Quando la procedura si chiuda per assenza di domande d'ammissione al passivo, per integrale soddisfacimento di tutte le posizioni creditorie, ante e post fallimento, ovvero per la definitiva omologazione di un concordato con garanzia (cui non consegue alcun effetto “automatico” traslativo), spetta all'imprenditore tornato in bonis, al verificarsi della concreta, definitiva cessazione dell'attività d'impresa, procedere ex art. 35, commi 3-4, D.P.R. n. 633/1972.

Obbligo presentazione della dichiarazione finale IVA

Quanto all'obbligo relativo alla presentazione della dichiarazione finale IVA, in mancanza di un'espressa norma che disciplini tale fattispecie, riteniamo, ancora, che si debba fare riferimento ai principi.

La dichiarazione “finale” IVA altro non è se non la dichiarazione fiscale che il soggetto passivo d'imposta deve presentare in relazione all'intero anno solare nel corso del quale sia intervenuta la cessazione dell'attività economica d'impresa.

Tale dichiarazione deve recare le informazioni ed i dati relativi alle operazioni rilevanti ai fini del tributo IVA poste in essere da contribuente dal 1° giorno dell'anno solare sino alla data della comunicata cessazione dell'attività economica.

Da ciò consegue che anche in caso di fallimento del soggetto passivo d'imposta sussiste l'obbligo per l'impresa debitrice di presentare la dichiarazione IVA relativa all'anno solare nel corso del quale sia intervenuta la chiusura della procedura.

Quanto al soggetto tenuto ad adempiere tale obbligo tributario, riteniamo che nei casi in cui la comunicazione di cessazione dell'attività economica spetti all'imprenditore tornato in bonis, sia egli stesso a dover presentare la dichiarazione “finale” IVA.
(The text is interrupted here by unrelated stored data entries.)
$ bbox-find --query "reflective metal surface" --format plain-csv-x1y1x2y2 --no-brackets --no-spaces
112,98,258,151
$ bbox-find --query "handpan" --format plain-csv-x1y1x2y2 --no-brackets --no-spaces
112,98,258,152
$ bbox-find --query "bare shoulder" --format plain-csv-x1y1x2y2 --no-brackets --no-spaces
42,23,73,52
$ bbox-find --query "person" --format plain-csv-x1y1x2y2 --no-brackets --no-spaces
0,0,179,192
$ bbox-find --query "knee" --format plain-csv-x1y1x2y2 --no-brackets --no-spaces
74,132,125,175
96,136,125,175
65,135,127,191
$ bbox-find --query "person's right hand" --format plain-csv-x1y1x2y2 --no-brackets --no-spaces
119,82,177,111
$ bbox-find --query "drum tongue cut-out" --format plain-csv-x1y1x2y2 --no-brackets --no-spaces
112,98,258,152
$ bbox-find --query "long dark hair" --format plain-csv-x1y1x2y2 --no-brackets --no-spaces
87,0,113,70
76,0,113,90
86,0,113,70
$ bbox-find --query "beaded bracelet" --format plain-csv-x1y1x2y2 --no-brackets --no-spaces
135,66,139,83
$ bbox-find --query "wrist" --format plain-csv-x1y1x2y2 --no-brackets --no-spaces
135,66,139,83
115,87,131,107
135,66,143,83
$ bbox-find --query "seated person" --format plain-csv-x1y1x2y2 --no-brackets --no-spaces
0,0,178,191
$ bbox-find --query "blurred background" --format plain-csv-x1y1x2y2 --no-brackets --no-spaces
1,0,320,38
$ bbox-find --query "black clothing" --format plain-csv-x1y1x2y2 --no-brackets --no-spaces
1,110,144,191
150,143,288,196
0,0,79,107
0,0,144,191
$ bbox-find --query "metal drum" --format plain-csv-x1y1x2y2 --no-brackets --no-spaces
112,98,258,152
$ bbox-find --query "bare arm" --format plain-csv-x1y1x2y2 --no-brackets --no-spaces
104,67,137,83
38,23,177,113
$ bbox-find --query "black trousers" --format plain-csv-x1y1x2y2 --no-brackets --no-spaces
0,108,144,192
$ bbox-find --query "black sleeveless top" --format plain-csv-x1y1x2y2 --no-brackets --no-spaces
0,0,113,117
Dubbi, invero, sussistono con riferimento al caso in cui la procedura si chiuda per compiuta liquidazione dell'attivo, per inutilità della prosecuzione ovvero per la definitiva omologazione di un concordato con cessione di beni e/o con assuntore.
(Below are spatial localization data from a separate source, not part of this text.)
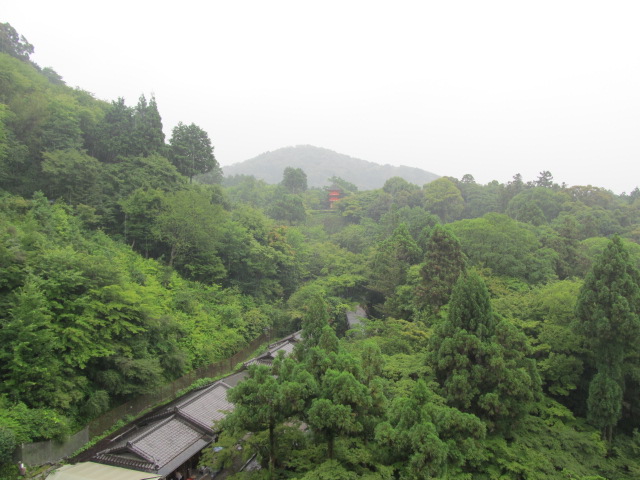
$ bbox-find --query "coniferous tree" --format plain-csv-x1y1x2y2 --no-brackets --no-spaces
224,363,315,478
429,271,540,430
367,223,421,312
575,236,640,441
133,94,165,156
414,225,466,315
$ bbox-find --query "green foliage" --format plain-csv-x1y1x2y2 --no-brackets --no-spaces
450,213,557,283
492,280,585,399
429,272,541,429
366,223,421,315
0,398,69,443
169,121,220,182
0,23,34,61
414,225,466,315
223,364,316,475
267,190,307,225
335,190,392,223
506,187,570,225
300,294,331,350
375,380,486,478
41,149,102,205
152,188,226,279
281,167,308,194
0,427,16,464
90,97,135,162
0,194,271,437
576,236,640,438
423,177,464,223
3,34,640,475
132,94,165,156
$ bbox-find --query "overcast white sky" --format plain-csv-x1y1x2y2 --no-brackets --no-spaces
4,1,640,193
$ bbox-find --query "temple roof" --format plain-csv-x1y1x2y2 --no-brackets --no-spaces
244,331,301,368
85,331,302,477
91,381,233,476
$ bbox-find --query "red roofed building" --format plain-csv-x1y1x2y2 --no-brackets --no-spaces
328,185,343,209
Secondo un orientamento dottrinario, a motivo della mancata sussistenza di effetti d'ultrattività della procedura, il curatore non sarebbe in alcun caso tenuto ad assolvere “in occasione della chiusura del fallimento, alcun obbligo, perché le norme particolari dettate per lui non lo prevedono” (B. Quatraro-S. D'Amora, Il curatore fallimentare, Milano, 1999, p. 4793).

Secondo altro orientamento, al contrario, per quanto con la chiusura della procedura concorsuale la curatela fallimentare venga a cessare da ogni propria funzione, pur residua in capo al curatore un obbligo dichiarativo che diremmo “derivato”.

Il curatore sarebbe così tenuto a “portare a termine, fino al puntuale ed integrale assolvimento, il mandato professionale affidatogli dal tribunale fallimentare con la nomina” (V. Oracolo, Adempimenti dei curatori fallimentari. Comunicazioni anagrafiche e dichiarazioni IVA, in Il fisco, 1993, p. 6369).

Ad avviso di chi scrive, nei casi in cui con la chiusura della procedura concorsuale venga meno l'assetto organizzativo d'impresa, verificandosi così la cessazione dell'attività – e dunque, anche con riferimento al concordato fallimentare con assuntore –, spetta al curatore presentare la dichiarazione finale IVA, negli ordinari termini di legge.

Tale adempimento – in conclusione –, pur in mancanza di un'espressa disposizione di legge in tal senso, discende dal ricordato obbligo in capo alla curatela fallimentare di presentare la comunicazione di cessazione dell'attività, una volta che siano state ultimate le operazioni di liquidazione, ex art. 35, commi3-4, D.P.R. n. 633/1972.